Un medico di famiglia è stato arrestato nei giorni scorsi a Piacenza con le accuse di corruzione, spaccio di sostanze stupefacenti, falso in atto pubblico e truffa ai danni dello Stato. Stando a quanto sta emergendo dalle indagini, avrebbe accettato prestazioni sessuali in cambio di ricette mediche per farmaci vari, tra cui oppiacei, visite e falsi certificati di malattia.

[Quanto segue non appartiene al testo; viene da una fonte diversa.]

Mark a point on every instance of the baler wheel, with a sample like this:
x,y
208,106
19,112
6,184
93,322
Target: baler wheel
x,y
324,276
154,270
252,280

E ci sono altri quattro indagati: un collega del medico, due persone di origine nordafricana, di cui uno arrestato e accusati entrambi di detenzione di stupefacenti ai fini di spaccio, e una brasiliana indagata per corruzione. Quest’ultima era stata trovata il 1° agosto dalla polizia nello studio del medico. Si sarebbe rivolta a lui per ottenere un farmaco tabellato come benzodiazepine e una prescrizione per una visita urgente, offrendo in cambio prestazioni sessuali consumate all’interno dello studio medico.
L’attività d’indagine svolta dalla polizia riguarda una rete cittadina di distribuzione di farmaci oppiacei a base di tramadolo (la cosiddetta droga del combattente) e ossicodone ( chiamata anche eroina dei poveri), ma anche, appunto, di benzodiazepine.